Correvano i favolosi anni ’80: giocavo a calcio (of course), a tennis, pedalavo sulla bici da corsa. E divoravo un numero spropositato di Bikini, un gelato prodotto dall’Algida che ho adorato. In teoria avrebbe dovuto fare concorrenza al Maxibon Motta, anche se era molto diverso. Metà biscotto, come bordo una cornice di cioccolato, la parte superiore bigusto (vaniglia e cioccolato), ricoperto di cioccolato croccante e granella di nocciole.

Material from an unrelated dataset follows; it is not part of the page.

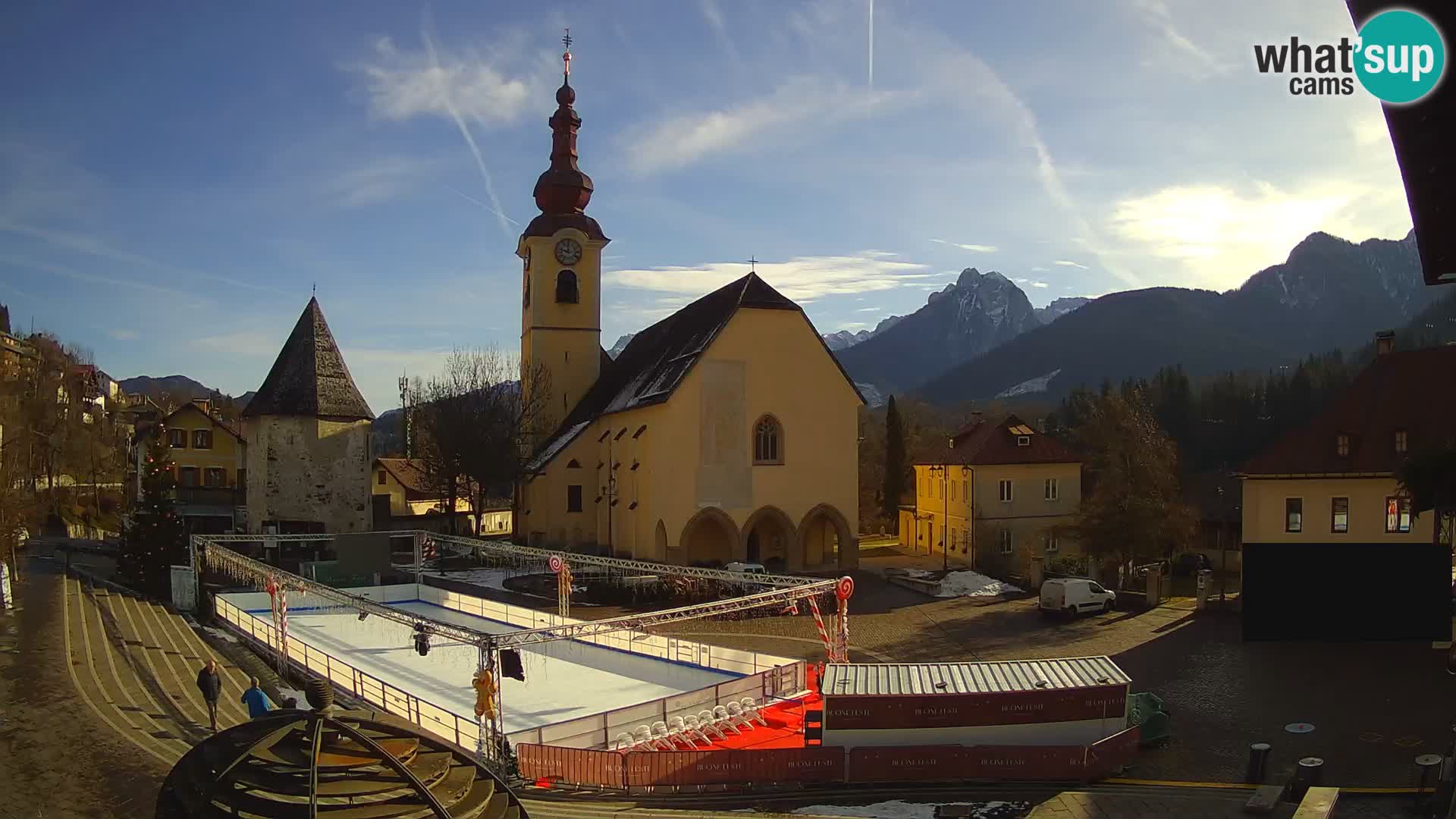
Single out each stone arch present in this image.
[677,506,738,566]
[799,503,859,568]
[737,506,804,571]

Negli anni ’90 fu ritirato dal commercio e sostituito dal Magnum Sandwich (buono, ma tutta un’altra cosa): un trauma dal quale ho faticato non poco per riprendermi.
Ad ogni inizio di stagione (che ora in realtà non ha soluzione di continuità, mentre al tempo iniziava in maniera “istituzionale” in vista della ricorrenza di San Giuseppe) rivolgo al mitico Tonino, che da 35 anni fornisce il bar di mio padre, la stessa angosciata domanda: «Perché non mettono nuovamente in produzione il Bikini?». Una preghiera finalmente esaudita quest’anno, per la gioia di un bambino un po’ cresciuto.
A questo punto e visto che sognare non costa nulla, consiglierei all’Algida di riproporre il Magnifico (ignominiosamente ritirato dal commercio qualche anno fa), ma soprattutto il tartufo nella coppa di plastica marrone scuro: gelato al tartufo e nocciole tritate (e il cuore cremoso di cioccolato con un non so che di liquoroso). Sulle pareti della coppetta restava attaccato cioccolato duro, sul fondo un paio di millimetri spessi e spaventosamente squisiti. In assoluto, il mio preferito e il mio rimpianto più grande. Una nostalgia lacerante.
Se poi qualcuno volesse completare il sogno, ridatemi pure il Vasco di “C’è chi dice no”, Altobelli e Rummenigge all’Inter, Pertini al Quirinale, Goldrake e Shingo Tamai, Bud Spencer, i giochi di piazza e i muretti sempre occupati da decine e decine di ragazzi felici solo per quello stare insieme.